Addiction is a disease that affects a person’s reward, decision-making, and pleasure pathways in the brain. It also impacts relationships, emotions, behaviors, physical health, and finances, and it can lead to mental health concerns. There are many forms of opioid addiction treatment that can address all of the potential concerns of prescription drug abuse and dependency, and promote recovery and long-term health.
It is important to get help for OxyContin misuse as the consequences for not doing so can be dire. The CDC reports that in the United States 44 people die daily from a prescription pain reliever overdose, and another 7,000 are seen in emergency departments (ED) each day as a direct consequence of prescription painkiller abuse.
Oxycodone is one of the top drugs found in prescription drug overdose fatalities, the CDC publishes. The Drug Abuse Warning Network (DAWN) reported that in 2011, oxycodone products were the number one type of prescription opioid painkillers involved in ED visits related to prescription drug misuse, with more than 150,000 people seeking emergency treatment for an adverse reaction that year.

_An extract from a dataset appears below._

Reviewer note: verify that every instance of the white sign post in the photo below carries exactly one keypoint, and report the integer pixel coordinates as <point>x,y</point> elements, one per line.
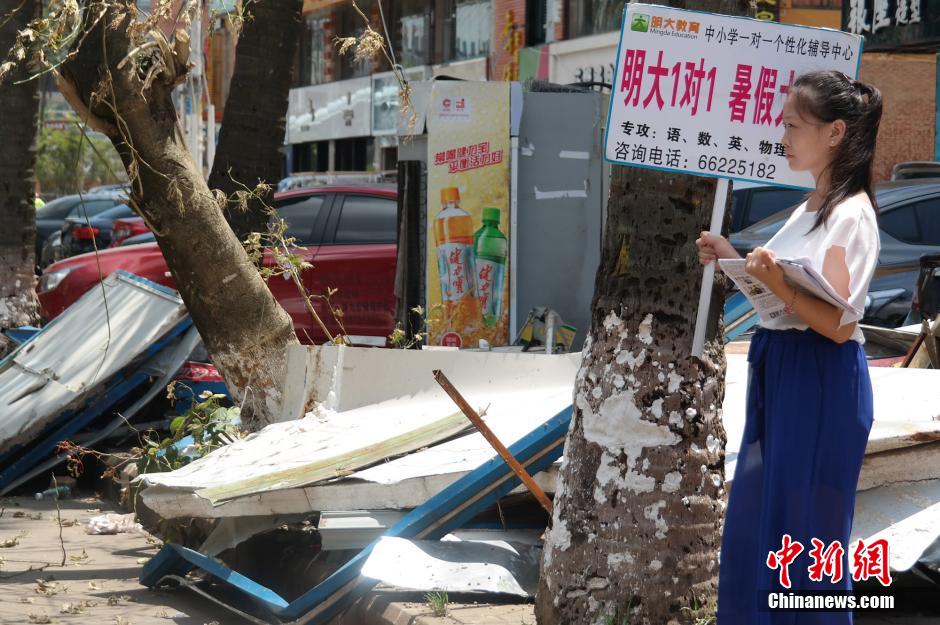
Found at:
<point>700,93</point>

Opioid drugs lower some of the functions of the central nervous system, including heart rate, blood pressure, and respiration levels. When these drugs overwhelm the system, a person may have trouble breathing, have a weak pulse, have low blood pressure, be cold to the touch, appear confused, vomit, be extremely drowsy or have trouble staying conscious, or fall into a coma. Generally speaking, a fatal opioid overdose is usually caused by respiration levels dropping too low, leading to cessation of breathing.
Overdoses on OxyContin are complicated by the addition of other substances, especially other central nervous system depressants like alcohol or benzodiazepines (prescription sleep aids or anxiety medications). The CDC reports that many who overdose on prescription painkillers also have benzodiazepine drugs in their system at the time of death.
Opioid overdose is considered an epidemic in the United States. While drug abuse is often viewed as an issue that primarily affects young people, the 45-54 age group has the highest opioid overdose fatality rate. In 2012, the prescription opioid overdose rate for individuals ages 55-64 was seven times higher than the rate almost 20 years prior, AARP reports, illustrating that opioid abuse is a growing problem in this age group.
Older adults may be at a high risk for opioid overdose due to the range of medications they may be taking that can interact negatively with each other. Underlying medical conditions may be a factor as well, as may the inadvertent taking of too much medication at once or the potentially slower metabolism that comes with aging.
Opioid overdose is cause for concern in all ages as the death rate continues to rise. The CDC reports that deaths from synthetic opioid prescription drugs like oxycodone and hydrocodone rose 9 percent in 2014 from 2013. Opioid overdoses are often reversible with the administration of an opioid antagonist like naloxone (Narcan). Many first responders now carry this drug. If an overdose is suspected, seek immediate medical attention.